Taking place in Bali’s cultural capital, Ubud, the Bali Spirit Festival brings in visitors looking to explore different dimensions of their spiritual selves. Yoga lovers can take part in classes covering different disciplines: Vinyasa, Astanga, Kundalini, Tantra and more. Dance classes take participants on a different kind of flow, and nightly music festivals combine the best of world music and hypnotic EDM beats.
Holistic healing methods, championed by different experts from around the world, can be experienced through sessions throughout the week. And a wide range of other spirituality-related workshops will unfold throughout the course of the festival.
In 2020, the Bali Spirit Festival takes place in April (dates TBA).
The most important day of the year for Balinese wayang (shadow puppet) performers, Tumpek Wayang sees a flowering of wayang performances throughout the island.
The tradition of holding wayang performances on this date is rooted in Balinese myth. Balinese Hindus believe that the god of the underworld, Batara Kala, has cursed children born on Tumpek Wayang; such “wrongly born” people can purify themselves by staging a special type of shadow play called the sapuh leger.
When visiting during Tumpek Wayang, check with a local community for a sapuh leger performance, or swing by a local Balinese temple to see the puppets, arranged in a row for blessing by a priest.
Tumpek Wayang follows the 210-day pawukon calendar; in 2019, the festival takes place twice, on April 20 and November 16.
Ubud Food Festival
Bali’s food scene is rich and varied, but the island’s size means you can’t enjoy its full range if you’re just staying for a few days. Time your trip for the Ubud Food Festival instead — so you can just stay in Ubud and watch the food scene come to you!
The Festival brings together local and international chefs and food personalities — with the aim of sharing Indonesia’s rich culinary culture with the world. Foodies can visit kitchen stage demos and attend talks presented by famous experts like Indonesia’s William Wongso and MasterChef ice cream maven Ben Ungermann, covering topics as diverse as Peranakan cuisine and slow food.
Non-professionals can buy passes to the event to try the Balinese and international dishes prepared for the Festival.

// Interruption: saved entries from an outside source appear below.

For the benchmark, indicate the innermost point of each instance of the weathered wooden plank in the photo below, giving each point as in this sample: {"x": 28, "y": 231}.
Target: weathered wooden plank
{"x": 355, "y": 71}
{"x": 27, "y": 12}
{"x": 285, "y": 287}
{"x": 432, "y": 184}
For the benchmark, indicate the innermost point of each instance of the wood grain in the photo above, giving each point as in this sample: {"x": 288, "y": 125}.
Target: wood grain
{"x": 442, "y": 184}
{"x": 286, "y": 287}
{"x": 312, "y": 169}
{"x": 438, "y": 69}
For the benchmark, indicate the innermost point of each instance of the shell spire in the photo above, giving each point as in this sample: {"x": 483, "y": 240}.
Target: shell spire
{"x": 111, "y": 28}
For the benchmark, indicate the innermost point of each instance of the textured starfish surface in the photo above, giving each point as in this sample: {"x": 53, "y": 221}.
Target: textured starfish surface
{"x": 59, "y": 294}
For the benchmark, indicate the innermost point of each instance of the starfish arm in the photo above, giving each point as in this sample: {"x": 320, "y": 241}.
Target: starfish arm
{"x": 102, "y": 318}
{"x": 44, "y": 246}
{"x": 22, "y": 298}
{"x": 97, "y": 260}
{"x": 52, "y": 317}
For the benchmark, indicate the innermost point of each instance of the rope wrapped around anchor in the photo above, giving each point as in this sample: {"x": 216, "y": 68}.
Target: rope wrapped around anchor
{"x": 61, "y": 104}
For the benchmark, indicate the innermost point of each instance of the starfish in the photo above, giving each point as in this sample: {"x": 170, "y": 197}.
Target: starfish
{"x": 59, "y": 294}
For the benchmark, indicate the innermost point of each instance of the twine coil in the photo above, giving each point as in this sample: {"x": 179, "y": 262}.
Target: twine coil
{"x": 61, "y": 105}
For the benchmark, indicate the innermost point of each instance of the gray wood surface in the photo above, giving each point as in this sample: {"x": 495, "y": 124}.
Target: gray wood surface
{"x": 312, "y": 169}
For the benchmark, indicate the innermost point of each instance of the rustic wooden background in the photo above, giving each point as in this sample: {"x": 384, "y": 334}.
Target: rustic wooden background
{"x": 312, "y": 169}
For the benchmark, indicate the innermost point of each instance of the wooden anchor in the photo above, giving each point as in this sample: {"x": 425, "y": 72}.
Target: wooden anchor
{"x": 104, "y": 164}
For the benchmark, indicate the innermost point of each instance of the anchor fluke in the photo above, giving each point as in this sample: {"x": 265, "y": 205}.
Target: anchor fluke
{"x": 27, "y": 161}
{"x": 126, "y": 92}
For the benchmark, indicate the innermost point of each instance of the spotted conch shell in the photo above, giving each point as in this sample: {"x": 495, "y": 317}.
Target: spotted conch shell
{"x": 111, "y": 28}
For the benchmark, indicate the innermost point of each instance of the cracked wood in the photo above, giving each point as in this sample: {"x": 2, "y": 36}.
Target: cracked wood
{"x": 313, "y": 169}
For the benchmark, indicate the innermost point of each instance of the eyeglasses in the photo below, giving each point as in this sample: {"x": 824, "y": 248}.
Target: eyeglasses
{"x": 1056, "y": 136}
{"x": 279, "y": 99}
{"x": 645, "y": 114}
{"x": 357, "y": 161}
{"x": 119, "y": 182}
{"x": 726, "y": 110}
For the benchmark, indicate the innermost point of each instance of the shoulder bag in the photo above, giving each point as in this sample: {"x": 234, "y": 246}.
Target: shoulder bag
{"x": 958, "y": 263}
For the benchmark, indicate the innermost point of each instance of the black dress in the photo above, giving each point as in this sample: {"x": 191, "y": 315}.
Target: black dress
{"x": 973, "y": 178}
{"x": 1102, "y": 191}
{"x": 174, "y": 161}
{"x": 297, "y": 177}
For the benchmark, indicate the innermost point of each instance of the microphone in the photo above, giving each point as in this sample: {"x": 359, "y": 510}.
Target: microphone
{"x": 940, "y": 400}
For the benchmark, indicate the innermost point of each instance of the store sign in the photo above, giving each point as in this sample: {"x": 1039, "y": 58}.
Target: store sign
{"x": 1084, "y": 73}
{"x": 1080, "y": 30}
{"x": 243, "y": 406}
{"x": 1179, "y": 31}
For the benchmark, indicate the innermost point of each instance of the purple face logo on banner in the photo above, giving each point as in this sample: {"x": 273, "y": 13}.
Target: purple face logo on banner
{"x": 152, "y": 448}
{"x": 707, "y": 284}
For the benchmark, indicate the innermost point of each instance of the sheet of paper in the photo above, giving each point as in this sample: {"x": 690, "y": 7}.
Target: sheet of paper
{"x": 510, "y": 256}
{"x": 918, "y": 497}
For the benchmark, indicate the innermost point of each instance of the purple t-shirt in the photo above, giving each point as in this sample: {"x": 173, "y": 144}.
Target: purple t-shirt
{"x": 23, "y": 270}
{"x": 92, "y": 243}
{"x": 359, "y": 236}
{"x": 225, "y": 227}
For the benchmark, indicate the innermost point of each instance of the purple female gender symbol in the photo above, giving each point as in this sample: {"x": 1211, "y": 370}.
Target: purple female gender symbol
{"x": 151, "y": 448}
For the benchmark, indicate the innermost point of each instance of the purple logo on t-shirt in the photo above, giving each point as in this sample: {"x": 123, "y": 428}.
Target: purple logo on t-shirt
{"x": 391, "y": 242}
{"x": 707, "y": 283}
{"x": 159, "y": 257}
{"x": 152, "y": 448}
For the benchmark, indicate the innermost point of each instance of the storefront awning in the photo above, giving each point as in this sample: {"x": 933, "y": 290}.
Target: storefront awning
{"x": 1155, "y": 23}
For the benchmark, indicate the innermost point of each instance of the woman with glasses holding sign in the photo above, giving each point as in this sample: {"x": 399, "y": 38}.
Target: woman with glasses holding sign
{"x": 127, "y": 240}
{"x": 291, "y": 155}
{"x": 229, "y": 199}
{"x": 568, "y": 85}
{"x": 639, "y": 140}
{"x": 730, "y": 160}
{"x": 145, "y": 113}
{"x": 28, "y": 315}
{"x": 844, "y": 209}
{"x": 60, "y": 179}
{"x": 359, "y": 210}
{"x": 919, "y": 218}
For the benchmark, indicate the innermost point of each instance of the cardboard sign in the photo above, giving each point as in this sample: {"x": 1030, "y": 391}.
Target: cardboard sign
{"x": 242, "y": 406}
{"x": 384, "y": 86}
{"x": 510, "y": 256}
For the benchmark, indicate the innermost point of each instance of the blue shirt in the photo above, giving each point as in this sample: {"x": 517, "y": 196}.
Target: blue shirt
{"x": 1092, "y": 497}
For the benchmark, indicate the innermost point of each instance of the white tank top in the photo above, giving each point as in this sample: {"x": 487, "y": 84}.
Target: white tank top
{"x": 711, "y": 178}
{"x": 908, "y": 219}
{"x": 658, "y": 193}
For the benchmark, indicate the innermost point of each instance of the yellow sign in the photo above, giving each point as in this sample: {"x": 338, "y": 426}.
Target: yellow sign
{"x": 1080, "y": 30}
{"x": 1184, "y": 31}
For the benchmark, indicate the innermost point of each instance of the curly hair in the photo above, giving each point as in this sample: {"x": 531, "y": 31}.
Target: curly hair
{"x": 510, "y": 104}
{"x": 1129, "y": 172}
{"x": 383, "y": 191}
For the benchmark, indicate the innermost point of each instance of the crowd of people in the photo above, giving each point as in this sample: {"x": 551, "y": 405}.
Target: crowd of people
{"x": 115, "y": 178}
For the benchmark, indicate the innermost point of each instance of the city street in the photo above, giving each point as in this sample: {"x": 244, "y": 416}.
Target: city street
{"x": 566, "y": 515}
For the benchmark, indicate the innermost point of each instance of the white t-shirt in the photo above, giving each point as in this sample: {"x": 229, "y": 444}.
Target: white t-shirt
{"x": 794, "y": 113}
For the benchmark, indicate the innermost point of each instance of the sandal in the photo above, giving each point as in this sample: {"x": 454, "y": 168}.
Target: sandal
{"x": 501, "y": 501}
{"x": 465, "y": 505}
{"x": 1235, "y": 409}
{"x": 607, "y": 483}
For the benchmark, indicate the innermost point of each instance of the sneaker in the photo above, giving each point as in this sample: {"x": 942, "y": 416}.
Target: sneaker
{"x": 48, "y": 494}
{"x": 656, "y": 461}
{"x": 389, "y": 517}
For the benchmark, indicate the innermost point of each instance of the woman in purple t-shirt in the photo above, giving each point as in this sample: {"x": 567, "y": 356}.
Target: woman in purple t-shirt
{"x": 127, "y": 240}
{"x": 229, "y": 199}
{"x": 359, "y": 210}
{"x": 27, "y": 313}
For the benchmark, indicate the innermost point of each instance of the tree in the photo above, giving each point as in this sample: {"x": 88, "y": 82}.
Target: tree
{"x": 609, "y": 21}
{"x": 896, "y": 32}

In 2019, the Ubud Food Festival takes place from April 26 to 28.
Bali Arts Festival
AddressJl. Nusa Indah No.1, Panjer, Denpasar Sel., Kota Denpasar, Bali 80236, Indonesia
Phone+62 361 227176
Imagine one whole month celebrating the best of Bali’s native heritage, linking it to modern means of expression. Traditional theater, morphing into modern performances. Culinary exhibitions of Balinese and Western-fusion food. And a whole gamut of art forms on display, from painting to documentary movies to shadow puppets to music.
Staged at the Taman Werdhi Budaya Arts Centre in Denpasar, the Bali Arts Festival takes advantage of the Centre’s outdoor pavilions, stages and auditorium spaces to create its art showcase. No two days show the same lineup: you’ll see something new and interesting on every day you visit!
In 2019, the Bali Arts Festival takes place between June 16 and July 14.
The 210-day traditional pawukon calendar followed by Balinese Hindus honor one festival above all: Galungan, a time when the Balinese believe the spirits of the dead roam the earth.
Galungan kicks off a 10-day, Bali-wide celebration that honors the one God above all (Ida Sang Hyang Widi Wasa), also called the Inconceivable (Acintya): as Galungan kicks off, the Balinese show a warm welcome to spirits with rituals in both their homes and in local temples.
The Ngelawang ritual is the one sight to see during Galungan: an exorcism ceremony with a man dressed as a “barong” (a mythical beast that symbolizes divine protection). The barong’s rounds through the village is intended to restore the balance of good and evil — locals make a small offering to the barong in exchange.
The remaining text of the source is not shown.